2) Define access + identity (Day 4–7)
- Create a dedicated agent identity (service account) in your IAM.
- Enforce least privilege: split READ vs WRITE identities if needed.
- Inventory secrets/tokens; store in a secrets manager; forbid prompts from containing raw secrets.
- Set approval thresholds (examples):
  * Refunds > $100 require human approval
  * Production deploys require CI + reviewer
  * Customer-facing emails require template + review until quality proven

3) Build the “safe agent contract” (Day 8–14)
- Require all actions to be typed tool calls (no free-form actions).
- Implement policy gates:
  * allow/deny by tool name, target system, and resource
  * per-task budget (max steps, max time, max $)
  * rate limits per identity
- Add deterministic validators (amount <= last_payment, email domain checks, required fields).
- Add sandbox/staging mode for each write tool.

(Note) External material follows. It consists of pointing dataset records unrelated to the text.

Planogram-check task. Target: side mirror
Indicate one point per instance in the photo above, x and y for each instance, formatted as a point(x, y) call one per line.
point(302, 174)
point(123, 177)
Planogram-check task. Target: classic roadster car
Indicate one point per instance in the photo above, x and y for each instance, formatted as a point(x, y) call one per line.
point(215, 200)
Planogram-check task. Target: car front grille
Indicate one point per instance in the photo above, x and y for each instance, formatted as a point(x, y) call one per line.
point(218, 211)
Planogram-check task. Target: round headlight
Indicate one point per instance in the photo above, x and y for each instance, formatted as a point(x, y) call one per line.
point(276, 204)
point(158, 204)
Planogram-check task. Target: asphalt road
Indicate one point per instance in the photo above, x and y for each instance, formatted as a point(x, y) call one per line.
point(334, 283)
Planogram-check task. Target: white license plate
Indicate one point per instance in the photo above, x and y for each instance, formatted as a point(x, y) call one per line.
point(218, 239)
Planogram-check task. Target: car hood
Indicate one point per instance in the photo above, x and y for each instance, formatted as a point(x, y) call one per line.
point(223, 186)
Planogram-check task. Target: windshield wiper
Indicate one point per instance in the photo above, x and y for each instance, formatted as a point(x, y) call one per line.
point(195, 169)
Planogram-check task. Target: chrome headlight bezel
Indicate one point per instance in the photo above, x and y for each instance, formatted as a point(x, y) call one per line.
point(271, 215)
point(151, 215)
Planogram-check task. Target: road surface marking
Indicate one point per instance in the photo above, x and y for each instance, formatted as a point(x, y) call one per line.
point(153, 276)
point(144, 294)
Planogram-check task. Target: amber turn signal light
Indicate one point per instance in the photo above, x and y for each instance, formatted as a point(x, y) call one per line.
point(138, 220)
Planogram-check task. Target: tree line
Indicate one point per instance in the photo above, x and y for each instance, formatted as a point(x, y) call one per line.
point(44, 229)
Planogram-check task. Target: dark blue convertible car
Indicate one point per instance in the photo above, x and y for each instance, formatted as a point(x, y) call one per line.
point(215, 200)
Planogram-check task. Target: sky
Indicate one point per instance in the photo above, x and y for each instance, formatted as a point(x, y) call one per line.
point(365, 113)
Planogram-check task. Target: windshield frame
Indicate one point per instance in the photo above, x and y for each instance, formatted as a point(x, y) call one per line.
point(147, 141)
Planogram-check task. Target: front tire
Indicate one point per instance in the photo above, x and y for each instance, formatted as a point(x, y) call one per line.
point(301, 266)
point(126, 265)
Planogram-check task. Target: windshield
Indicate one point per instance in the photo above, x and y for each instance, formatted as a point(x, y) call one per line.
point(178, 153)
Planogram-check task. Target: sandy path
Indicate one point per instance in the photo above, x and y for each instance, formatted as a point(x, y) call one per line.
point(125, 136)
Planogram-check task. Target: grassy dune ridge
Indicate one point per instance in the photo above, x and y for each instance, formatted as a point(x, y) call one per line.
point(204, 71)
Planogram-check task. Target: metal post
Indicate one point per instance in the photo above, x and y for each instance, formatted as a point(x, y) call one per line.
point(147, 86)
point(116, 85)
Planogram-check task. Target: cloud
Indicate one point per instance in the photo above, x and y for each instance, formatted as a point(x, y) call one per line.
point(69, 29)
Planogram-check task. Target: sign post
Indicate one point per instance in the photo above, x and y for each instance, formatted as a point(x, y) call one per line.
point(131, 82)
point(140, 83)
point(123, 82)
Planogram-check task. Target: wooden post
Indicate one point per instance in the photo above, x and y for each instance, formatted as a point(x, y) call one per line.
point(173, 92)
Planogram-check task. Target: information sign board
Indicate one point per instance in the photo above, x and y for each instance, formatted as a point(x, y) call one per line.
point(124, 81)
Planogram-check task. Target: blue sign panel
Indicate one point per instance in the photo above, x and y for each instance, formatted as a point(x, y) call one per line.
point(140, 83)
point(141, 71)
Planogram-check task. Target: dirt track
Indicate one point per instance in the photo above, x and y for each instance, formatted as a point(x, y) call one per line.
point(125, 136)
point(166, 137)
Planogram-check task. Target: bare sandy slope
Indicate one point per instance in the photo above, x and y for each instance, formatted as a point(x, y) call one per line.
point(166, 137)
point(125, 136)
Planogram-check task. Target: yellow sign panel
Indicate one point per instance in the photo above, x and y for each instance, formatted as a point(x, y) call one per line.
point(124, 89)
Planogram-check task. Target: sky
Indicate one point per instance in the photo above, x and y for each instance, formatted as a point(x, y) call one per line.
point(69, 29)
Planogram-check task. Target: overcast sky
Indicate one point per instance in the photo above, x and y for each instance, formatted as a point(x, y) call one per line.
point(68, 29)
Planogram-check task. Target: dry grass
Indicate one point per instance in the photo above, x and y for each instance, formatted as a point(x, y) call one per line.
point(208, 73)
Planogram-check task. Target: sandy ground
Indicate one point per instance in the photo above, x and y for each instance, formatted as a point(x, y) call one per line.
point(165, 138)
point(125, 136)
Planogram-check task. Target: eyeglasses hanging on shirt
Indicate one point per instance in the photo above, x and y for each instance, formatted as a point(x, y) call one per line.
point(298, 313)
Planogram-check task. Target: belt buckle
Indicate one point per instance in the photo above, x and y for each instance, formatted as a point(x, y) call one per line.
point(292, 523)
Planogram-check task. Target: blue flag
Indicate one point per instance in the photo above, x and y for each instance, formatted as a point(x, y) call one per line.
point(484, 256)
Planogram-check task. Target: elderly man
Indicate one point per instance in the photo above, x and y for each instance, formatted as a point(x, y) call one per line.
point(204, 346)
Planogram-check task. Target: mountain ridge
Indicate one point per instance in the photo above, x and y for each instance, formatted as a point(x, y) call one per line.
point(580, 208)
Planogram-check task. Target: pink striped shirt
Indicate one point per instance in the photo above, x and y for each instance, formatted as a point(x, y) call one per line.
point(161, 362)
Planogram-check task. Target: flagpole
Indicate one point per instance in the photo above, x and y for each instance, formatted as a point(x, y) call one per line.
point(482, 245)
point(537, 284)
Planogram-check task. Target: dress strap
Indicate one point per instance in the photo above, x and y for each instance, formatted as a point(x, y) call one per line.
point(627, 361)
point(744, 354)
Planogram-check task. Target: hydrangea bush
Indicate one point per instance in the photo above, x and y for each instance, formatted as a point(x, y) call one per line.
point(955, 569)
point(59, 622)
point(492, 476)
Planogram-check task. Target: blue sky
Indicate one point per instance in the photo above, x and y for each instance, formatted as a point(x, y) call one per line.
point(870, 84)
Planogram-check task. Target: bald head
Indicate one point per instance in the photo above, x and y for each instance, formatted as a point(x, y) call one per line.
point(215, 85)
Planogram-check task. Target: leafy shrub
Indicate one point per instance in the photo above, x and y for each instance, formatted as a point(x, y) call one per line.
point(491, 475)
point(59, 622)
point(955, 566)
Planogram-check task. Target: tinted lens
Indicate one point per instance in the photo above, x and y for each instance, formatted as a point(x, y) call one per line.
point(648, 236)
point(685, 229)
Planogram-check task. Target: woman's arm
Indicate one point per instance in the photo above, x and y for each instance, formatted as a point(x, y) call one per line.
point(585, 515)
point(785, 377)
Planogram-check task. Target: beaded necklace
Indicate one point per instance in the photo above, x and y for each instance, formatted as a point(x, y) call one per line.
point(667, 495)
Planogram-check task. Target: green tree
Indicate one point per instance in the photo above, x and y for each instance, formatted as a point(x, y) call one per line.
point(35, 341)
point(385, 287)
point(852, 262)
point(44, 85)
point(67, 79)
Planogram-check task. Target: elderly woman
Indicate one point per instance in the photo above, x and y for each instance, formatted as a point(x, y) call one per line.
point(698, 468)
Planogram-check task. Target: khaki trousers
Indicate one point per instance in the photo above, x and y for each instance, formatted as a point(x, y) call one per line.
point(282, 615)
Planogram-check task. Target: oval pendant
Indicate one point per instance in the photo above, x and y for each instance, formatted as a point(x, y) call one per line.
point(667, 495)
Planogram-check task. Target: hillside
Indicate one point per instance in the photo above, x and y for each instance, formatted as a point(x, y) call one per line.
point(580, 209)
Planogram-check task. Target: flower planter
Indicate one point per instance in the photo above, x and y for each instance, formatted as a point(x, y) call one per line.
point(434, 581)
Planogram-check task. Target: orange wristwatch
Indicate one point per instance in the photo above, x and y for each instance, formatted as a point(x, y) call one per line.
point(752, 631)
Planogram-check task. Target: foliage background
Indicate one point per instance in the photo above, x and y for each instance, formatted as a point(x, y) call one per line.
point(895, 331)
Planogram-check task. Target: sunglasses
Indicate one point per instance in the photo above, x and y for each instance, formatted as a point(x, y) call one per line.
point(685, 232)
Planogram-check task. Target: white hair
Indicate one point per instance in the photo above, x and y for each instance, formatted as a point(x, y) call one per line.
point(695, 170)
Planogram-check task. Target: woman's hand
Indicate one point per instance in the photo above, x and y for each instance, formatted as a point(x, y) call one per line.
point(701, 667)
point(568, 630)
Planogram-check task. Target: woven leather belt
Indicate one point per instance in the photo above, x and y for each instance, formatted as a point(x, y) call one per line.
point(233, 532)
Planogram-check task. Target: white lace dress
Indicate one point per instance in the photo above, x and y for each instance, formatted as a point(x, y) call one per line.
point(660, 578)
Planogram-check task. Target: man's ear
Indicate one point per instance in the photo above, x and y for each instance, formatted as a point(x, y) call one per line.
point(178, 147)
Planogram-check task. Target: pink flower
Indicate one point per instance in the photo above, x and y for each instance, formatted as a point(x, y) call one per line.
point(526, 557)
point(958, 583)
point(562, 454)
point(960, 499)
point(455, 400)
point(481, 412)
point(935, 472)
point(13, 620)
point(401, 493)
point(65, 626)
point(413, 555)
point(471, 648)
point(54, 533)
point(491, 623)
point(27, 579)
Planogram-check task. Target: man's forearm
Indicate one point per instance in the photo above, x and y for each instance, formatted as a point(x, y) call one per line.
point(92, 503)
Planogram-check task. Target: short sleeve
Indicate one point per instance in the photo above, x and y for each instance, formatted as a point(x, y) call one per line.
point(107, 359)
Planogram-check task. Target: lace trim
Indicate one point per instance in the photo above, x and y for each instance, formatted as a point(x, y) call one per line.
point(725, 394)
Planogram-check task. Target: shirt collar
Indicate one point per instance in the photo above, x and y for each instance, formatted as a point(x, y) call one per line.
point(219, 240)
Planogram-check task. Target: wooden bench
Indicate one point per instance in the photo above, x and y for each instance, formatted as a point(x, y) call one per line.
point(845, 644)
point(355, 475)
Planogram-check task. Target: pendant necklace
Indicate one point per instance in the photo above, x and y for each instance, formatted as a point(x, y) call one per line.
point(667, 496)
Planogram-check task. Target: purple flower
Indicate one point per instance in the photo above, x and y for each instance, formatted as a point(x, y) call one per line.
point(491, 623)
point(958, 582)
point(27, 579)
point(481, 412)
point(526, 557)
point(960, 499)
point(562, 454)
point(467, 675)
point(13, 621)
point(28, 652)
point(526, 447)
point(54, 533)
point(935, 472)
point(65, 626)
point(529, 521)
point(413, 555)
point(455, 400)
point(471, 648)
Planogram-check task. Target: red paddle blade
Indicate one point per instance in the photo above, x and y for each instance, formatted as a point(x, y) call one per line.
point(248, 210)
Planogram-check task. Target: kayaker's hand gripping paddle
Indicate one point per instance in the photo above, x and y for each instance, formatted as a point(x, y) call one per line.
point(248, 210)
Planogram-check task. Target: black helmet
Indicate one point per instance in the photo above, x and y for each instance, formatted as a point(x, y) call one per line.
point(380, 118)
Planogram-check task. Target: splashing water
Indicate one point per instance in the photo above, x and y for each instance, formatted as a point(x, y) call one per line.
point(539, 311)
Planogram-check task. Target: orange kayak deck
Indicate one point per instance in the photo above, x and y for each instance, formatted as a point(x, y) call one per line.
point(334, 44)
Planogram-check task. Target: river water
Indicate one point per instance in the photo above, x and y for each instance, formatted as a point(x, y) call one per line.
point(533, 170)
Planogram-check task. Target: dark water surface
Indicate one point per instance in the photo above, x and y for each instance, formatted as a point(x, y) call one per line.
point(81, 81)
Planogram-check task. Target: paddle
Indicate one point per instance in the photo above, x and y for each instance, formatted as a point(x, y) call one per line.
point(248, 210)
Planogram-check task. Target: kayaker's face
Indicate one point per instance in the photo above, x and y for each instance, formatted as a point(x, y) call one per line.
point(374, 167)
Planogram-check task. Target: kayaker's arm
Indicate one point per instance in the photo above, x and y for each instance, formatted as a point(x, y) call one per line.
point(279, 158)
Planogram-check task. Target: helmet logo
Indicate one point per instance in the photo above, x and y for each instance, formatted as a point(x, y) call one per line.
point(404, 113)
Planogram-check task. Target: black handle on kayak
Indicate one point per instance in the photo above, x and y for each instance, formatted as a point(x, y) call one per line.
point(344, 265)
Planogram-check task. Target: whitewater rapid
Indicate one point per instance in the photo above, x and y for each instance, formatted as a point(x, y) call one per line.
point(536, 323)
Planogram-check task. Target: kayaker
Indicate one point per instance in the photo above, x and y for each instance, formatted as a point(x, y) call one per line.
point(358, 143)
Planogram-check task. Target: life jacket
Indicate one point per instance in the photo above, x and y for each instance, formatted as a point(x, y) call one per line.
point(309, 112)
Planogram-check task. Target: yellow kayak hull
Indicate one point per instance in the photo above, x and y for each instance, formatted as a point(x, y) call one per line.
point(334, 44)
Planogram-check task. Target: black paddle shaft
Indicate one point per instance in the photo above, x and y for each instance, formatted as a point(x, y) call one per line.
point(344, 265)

4) Logging + auditability (Day 15–18)
- Log every tool call: timestamp, tool name, parameters, result, latency.
- Record model metadata: provider, model name, version, routing choice.
- Store evidence pointers: retrieved doc IDs/hashes, ticket IDs, PR IDs.
- Redaction rules: remove PII/PHI/PCI from stored prompts; store hashes where needed.

5) Evaluation harness (Day 19–23)
- Assemble 200–500 historical cases.
- Define metrics:
  * success rate (meets “done” criteria)
  * human override rate (and reason codes)
  * policy violation rate
  * cost per run ($)
  * time saved (minutes/run)
- Create a regression suite: the same cases run nightly to detect drift.

6) Rollout plan (Day 24–30)
- Ship to 10–20% traffic with human-in-the-loop.
- Daily dashboard review: volume, errors, spend, top override reasons.
- Stop-the-line criteria: >1% policy violations or spend anomaly >2x baseline.
- Expand to 50%, then 100% only after 7 consecutive days meeting targets.

Policy templates (copy/paste)
- Budget policy: “This agent may spend up to $X/day and max Y tool calls/run; if exceeded, it must escalate to a human.”
- Data policy: “The agent may use only these fields in prompts: [list]. All other fields must be redacted.”
- Action policy: “The agent may create drafts freely; it may execute writes only in sandbox unless approved or within thresholds.”

Board-ready ROI summary (one paragraph)
- Baseline: cycle time, cost, and error rate before agent.
- After: success rate, time saved per run, cost per run, incident count.
- Net: monthly hours saved, $ saved, and payback period (weeks).